L’inertie incompréhensible du parquet 

Face à cette litanie de récits similaires, criants de vérité, l’absence de réaction du ministère public interroge. Car selon la loi algérienne, tout acte de torture doit faire immédiatement l’objet d’investigations de la part des autorités judiciaires. « Pourquoi le procureur n’ouvre-t-il pas d’enquête, comme le prescrit pourtant notre code de procédure pénale ? », tonne Me Bouchachi, avocat des droits humains. 

Son confrère Me Ali Fellah renchérit : « Quand la parole de simples citoyens n’est plus écoutée, c’est toute la justice qui est bafouée ».

Alors, pourquoi un tel silence assourdissant du parquet, qui contraste avec le calvaire relaté par les accusés ? S’agit-il d’une omerta visant à protéger certains éléments des forces de l’ordre, au mépris de la loi ? Le doute est permis. 

Une crédibilité de la justice entamée 

« Le respect de la dignité humaine est un principe cardinal. Or, certains témoignages entendus aujourd’hui laissent craindre des atteintes gravissimes à cette dignité, restées à ce jour impunies et ignorées par l’appareil judiciaire » martèleMe Abdelghani Badi alors qu’il entamait sa plaidoirie.

Selon l’avocat, cette possible entrave aux investigations requises en pareil cas pourrait saper le crédit des citoyens dans leur système de justice, déjà mis à mal. De surcroît, les allégations de mauvais traitements présentées par les accusés se réfèrent à une période antérieure à l’inscription de Rachad sur la liste des organisations terroristes. Que dire alors du non-respect du principe fondamental de non-rétroactivité de la loi pénale ? 

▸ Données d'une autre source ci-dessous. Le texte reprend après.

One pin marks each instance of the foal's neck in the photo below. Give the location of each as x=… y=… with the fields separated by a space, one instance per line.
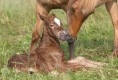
x=48 y=40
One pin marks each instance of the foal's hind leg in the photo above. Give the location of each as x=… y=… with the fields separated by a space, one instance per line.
x=38 y=27
x=112 y=8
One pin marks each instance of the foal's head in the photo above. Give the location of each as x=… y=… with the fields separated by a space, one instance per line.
x=53 y=26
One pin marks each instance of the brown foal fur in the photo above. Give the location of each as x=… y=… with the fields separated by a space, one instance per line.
x=48 y=56
x=77 y=12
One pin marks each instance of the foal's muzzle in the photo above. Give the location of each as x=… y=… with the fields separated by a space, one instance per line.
x=69 y=38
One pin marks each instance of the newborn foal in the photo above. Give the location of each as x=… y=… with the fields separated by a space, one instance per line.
x=49 y=57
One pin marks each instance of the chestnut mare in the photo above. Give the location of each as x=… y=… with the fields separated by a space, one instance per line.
x=77 y=12
x=48 y=56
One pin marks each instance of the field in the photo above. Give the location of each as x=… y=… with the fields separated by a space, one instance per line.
x=95 y=42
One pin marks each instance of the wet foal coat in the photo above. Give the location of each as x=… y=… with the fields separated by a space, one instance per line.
x=48 y=56
x=77 y=12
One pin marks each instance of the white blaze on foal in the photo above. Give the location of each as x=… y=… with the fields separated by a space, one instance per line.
x=57 y=21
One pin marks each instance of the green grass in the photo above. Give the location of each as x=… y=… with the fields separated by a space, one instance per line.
x=95 y=42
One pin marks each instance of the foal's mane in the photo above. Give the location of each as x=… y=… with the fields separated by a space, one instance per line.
x=87 y=6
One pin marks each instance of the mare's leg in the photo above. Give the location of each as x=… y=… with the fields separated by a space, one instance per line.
x=39 y=25
x=112 y=8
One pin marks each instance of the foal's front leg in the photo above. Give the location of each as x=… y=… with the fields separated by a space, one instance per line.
x=112 y=8
x=39 y=24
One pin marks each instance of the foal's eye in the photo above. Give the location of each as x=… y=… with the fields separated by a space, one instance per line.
x=72 y=9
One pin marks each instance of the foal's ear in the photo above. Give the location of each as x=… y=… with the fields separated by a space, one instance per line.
x=42 y=17
x=53 y=14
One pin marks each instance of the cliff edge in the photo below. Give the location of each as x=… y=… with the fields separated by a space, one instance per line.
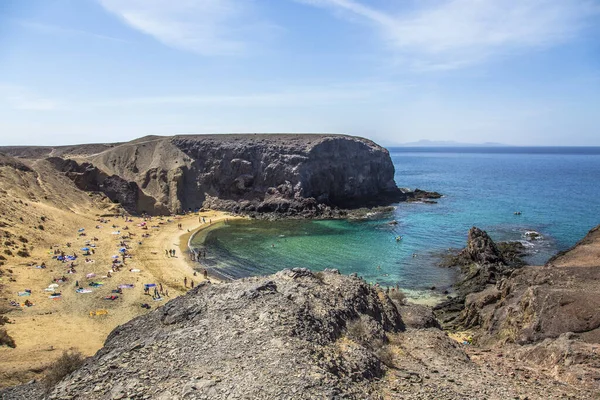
x=283 y=174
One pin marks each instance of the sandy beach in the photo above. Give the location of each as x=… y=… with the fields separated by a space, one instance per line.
x=82 y=321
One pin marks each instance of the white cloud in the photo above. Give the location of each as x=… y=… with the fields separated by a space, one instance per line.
x=207 y=27
x=288 y=97
x=21 y=98
x=53 y=29
x=451 y=34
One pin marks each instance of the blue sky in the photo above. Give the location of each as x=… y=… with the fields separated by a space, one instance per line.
x=522 y=72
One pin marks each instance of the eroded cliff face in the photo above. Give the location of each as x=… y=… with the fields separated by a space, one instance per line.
x=304 y=175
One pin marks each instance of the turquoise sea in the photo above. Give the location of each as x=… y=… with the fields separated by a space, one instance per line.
x=557 y=191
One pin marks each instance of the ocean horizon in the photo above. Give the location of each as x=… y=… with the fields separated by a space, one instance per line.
x=554 y=189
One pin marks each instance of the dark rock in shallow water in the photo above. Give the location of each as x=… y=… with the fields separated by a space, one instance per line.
x=482 y=263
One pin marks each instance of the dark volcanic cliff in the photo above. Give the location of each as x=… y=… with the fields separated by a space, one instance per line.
x=284 y=174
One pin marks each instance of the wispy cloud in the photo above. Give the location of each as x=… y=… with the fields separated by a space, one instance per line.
x=53 y=29
x=20 y=98
x=455 y=33
x=289 y=97
x=207 y=27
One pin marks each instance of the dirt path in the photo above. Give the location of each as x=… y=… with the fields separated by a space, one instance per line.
x=42 y=332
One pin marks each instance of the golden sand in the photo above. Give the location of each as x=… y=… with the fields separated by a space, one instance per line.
x=42 y=332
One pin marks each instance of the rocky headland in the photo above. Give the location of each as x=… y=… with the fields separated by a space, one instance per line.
x=284 y=175
x=524 y=332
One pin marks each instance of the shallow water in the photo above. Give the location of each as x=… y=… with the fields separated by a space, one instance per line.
x=557 y=194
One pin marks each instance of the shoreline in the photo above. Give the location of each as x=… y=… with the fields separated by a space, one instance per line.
x=185 y=241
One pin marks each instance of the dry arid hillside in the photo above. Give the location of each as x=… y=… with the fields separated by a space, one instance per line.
x=43 y=213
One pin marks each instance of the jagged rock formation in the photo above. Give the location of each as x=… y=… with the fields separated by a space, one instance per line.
x=292 y=335
x=269 y=338
x=548 y=313
x=289 y=175
x=482 y=263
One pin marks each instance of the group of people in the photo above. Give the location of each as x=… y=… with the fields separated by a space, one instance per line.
x=170 y=252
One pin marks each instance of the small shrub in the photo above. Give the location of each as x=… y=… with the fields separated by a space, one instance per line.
x=23 y=253
x=357 y=330
x=6 y=339
x=65 y=365
x=397 y=296
x=320 y=276
x=385 y=355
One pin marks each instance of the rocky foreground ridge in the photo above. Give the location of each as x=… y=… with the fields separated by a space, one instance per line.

Car au-delà du traumatisme subi par les victimes, c’est toute la confiance des citoyens dans leur institution judiciaire qui est abîmée, déplore encore l’avocat. « Comment faire encore semblant de croire en une justice indépendante et équitable pour tous, si des tortionnaires en uniforme peuvent sévir en toute impunité sous le regard complice du parquet ? », s’interroge-t-il. 

La lourde tâche de rétablir cette confiance érodée revient désormais à la justice algérienne. À commencer par les magistrats du parquet, gardiens du temple des lois, mais dont le silence assourdissant face à de probables crimes commis par des agents publics semble pour l’heure cautionner ces dérives mortifères pour l’État de droit.